Tell us a little bit about what your advice would be to Kamala Harris running against Trump this year, and what prescription in terms of countering this phony populism that seems to capture millions of votes.
RALPH NADER: Well, it’s pretty easy to expose the Republicans. I mean, the fact that they’ve stolen the word populism from the Democrats is just an example of how weak the Democrats are. Populism arose in the 1890s with the farmers agrarian revolt against the big railroads and the banks. The essence of populism is to take away power from giant corporations and put it back into people’s hands.
The sovereignty we the people that the preamble the Constitution starts with and the populism of the GOP is just rhetoric. They’re trying to basically say, you know, “Hey, these elites and so forth.” They don’t get very specific who say to these Republicans, okay, so you say your purpose. Why are you freezing the federal minimum wage at $7.25? Why are you cutting corporate taxes far, far more than the taxes on individuals. Even working people, electricians, plumbers, carpenters, etc. pay a higher tax rate than the most profitable giant corporations by a long measure.
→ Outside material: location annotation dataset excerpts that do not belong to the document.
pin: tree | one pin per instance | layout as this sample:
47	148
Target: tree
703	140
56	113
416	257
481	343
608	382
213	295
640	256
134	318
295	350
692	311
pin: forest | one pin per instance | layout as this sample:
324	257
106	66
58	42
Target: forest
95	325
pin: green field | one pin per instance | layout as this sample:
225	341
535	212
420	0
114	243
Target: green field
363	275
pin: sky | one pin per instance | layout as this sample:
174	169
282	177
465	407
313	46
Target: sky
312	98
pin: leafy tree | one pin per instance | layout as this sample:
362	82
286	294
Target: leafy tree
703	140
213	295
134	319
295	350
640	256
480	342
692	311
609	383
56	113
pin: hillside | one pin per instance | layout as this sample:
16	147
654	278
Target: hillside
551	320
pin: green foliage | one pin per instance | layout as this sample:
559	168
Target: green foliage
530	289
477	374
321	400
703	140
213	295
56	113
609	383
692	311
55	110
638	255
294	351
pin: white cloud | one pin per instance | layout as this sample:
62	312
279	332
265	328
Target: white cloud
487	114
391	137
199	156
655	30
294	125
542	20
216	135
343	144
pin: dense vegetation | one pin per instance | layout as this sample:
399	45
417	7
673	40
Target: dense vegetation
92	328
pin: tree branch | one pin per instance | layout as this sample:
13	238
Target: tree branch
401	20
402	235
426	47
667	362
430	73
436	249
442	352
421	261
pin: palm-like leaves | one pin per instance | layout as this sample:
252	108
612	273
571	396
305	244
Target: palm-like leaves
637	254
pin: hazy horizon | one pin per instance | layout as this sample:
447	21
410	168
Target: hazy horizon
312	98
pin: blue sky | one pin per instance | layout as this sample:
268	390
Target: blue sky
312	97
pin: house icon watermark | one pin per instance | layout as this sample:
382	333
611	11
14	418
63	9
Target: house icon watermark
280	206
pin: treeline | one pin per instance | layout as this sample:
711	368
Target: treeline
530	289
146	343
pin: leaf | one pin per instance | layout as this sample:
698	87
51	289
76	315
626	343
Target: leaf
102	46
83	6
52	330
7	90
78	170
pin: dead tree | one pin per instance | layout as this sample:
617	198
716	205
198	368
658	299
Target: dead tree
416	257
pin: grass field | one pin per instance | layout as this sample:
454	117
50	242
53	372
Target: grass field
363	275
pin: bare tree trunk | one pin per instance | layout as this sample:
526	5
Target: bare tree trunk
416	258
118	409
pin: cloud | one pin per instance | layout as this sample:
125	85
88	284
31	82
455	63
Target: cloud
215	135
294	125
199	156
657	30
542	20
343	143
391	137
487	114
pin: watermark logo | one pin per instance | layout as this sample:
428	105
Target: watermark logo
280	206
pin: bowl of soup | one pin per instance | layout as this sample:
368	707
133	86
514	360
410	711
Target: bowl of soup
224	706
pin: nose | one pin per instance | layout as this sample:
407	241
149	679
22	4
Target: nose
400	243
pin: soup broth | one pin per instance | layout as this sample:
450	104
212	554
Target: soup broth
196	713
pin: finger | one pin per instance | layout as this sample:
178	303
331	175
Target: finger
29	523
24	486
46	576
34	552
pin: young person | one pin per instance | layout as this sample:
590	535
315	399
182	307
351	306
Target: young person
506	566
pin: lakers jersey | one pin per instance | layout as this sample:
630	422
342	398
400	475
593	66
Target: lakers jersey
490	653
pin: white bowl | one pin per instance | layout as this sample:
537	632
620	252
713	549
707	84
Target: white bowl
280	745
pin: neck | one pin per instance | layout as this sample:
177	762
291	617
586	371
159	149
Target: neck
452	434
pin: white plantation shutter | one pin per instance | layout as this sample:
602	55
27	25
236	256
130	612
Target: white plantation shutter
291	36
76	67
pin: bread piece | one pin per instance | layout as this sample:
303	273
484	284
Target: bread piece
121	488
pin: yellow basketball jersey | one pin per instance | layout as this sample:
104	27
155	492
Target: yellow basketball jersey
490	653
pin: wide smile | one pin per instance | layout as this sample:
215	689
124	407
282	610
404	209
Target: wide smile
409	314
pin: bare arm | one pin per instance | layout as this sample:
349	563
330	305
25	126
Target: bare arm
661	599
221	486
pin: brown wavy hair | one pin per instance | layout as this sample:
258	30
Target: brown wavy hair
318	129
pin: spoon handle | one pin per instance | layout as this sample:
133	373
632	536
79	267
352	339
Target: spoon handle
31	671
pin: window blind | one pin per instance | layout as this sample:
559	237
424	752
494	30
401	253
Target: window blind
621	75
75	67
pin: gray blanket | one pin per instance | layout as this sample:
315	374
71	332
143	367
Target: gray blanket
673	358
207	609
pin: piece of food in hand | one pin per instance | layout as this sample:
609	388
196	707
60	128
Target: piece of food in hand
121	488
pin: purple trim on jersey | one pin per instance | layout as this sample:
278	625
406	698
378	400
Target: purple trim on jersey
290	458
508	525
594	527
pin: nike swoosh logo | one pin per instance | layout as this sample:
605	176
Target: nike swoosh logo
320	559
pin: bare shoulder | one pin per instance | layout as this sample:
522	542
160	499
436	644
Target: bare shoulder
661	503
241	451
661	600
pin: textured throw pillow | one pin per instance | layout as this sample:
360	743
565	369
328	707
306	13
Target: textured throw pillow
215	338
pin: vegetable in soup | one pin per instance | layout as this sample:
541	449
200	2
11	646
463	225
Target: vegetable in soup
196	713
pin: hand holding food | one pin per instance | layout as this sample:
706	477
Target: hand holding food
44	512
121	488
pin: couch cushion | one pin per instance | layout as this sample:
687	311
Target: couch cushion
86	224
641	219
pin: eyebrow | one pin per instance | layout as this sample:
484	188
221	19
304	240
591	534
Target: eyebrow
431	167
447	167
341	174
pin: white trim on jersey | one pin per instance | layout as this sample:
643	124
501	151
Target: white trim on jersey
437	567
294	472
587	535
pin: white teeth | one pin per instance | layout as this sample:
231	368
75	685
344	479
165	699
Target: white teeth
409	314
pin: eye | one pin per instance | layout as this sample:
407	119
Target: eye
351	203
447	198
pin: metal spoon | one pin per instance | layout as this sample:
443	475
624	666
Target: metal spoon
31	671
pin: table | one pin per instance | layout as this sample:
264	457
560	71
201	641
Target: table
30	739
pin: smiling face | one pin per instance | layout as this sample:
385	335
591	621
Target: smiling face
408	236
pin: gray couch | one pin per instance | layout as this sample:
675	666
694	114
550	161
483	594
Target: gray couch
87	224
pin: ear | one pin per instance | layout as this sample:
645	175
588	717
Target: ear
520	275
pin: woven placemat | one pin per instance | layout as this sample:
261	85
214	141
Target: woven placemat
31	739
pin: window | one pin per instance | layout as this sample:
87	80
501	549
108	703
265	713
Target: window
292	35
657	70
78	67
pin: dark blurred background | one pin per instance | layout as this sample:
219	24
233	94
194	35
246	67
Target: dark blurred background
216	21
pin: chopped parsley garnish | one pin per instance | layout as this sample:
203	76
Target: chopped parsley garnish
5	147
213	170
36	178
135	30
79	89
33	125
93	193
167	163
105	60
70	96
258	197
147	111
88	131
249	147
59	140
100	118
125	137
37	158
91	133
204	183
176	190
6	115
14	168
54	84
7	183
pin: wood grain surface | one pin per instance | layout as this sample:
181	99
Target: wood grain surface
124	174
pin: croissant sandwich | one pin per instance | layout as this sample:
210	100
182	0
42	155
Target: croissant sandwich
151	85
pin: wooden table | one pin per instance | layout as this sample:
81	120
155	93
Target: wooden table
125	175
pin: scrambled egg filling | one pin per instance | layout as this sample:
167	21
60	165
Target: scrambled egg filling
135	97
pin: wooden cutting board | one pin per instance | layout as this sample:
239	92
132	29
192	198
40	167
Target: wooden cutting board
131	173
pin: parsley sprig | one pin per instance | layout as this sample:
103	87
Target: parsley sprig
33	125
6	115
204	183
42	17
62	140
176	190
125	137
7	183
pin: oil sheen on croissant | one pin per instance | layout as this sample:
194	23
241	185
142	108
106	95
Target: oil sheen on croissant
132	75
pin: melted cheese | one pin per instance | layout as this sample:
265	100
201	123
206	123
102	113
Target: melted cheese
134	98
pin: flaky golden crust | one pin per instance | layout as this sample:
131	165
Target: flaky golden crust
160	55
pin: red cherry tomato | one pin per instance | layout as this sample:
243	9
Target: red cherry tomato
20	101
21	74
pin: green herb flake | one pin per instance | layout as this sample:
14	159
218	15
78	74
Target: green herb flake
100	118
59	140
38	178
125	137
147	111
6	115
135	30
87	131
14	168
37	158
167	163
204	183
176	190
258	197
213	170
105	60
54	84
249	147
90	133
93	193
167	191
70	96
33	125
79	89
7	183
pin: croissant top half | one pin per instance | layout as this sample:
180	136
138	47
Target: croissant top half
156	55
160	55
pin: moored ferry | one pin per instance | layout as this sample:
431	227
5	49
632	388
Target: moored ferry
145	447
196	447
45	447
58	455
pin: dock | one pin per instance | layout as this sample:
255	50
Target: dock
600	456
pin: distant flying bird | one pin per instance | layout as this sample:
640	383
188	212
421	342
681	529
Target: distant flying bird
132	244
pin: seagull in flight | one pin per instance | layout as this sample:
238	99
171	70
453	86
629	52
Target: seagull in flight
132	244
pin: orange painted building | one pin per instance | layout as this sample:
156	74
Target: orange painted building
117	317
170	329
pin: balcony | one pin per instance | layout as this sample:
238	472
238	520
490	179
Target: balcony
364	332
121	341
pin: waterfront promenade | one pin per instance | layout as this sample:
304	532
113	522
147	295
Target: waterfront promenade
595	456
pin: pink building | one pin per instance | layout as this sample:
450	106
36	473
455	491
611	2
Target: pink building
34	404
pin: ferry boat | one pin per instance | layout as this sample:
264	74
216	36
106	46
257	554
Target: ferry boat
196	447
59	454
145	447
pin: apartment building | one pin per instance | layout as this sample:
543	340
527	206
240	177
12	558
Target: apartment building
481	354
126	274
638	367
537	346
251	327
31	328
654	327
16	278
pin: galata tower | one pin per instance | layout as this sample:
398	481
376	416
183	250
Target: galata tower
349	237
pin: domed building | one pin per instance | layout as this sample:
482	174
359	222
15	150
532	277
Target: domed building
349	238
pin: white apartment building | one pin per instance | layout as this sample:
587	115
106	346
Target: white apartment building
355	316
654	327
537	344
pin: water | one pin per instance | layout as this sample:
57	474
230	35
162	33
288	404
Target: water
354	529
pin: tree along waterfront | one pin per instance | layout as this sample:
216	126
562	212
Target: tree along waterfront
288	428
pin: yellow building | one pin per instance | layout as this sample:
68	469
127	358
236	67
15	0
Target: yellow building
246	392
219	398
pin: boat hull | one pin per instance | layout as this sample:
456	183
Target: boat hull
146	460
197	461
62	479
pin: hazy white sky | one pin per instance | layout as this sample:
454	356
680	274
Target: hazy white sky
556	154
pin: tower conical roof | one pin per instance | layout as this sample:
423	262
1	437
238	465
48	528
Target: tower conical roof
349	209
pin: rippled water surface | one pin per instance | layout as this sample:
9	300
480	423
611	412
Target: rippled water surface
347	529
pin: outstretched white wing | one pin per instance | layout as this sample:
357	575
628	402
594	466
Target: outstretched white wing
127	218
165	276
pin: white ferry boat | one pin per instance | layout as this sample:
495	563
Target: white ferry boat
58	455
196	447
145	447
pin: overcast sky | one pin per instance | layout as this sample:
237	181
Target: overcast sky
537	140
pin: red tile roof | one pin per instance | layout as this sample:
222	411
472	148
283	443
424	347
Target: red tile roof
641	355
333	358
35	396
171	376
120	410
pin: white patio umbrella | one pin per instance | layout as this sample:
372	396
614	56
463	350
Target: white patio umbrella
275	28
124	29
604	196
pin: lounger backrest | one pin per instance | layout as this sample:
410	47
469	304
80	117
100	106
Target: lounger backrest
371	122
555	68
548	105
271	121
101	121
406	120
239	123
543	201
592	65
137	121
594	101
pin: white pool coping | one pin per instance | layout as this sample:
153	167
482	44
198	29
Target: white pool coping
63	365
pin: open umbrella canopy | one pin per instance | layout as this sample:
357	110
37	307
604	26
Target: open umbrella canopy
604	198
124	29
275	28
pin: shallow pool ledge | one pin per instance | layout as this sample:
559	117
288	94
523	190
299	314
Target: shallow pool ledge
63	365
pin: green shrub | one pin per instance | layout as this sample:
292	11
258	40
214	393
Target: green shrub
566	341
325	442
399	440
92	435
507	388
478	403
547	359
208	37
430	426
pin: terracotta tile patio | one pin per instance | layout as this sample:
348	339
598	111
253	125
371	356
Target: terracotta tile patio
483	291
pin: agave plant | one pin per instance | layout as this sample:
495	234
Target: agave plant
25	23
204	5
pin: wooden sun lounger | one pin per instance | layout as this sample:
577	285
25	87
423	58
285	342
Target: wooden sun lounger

You’ve got southern Republican governors who have deliberately stripped people from having Medicaid for their family and kids that the federal government is paying 90 percent of. And then you you say, populism is supposed to encourage people to vote. Instead, you’re doing everything to purge votes, to obstruct voters, to make it harder to register voters, harder to do absentee ballots, harder to vote in any way.
You’re basically corporatism. You’re the party of corporatism. You believe corporations should decide everything for ourselves, including the government.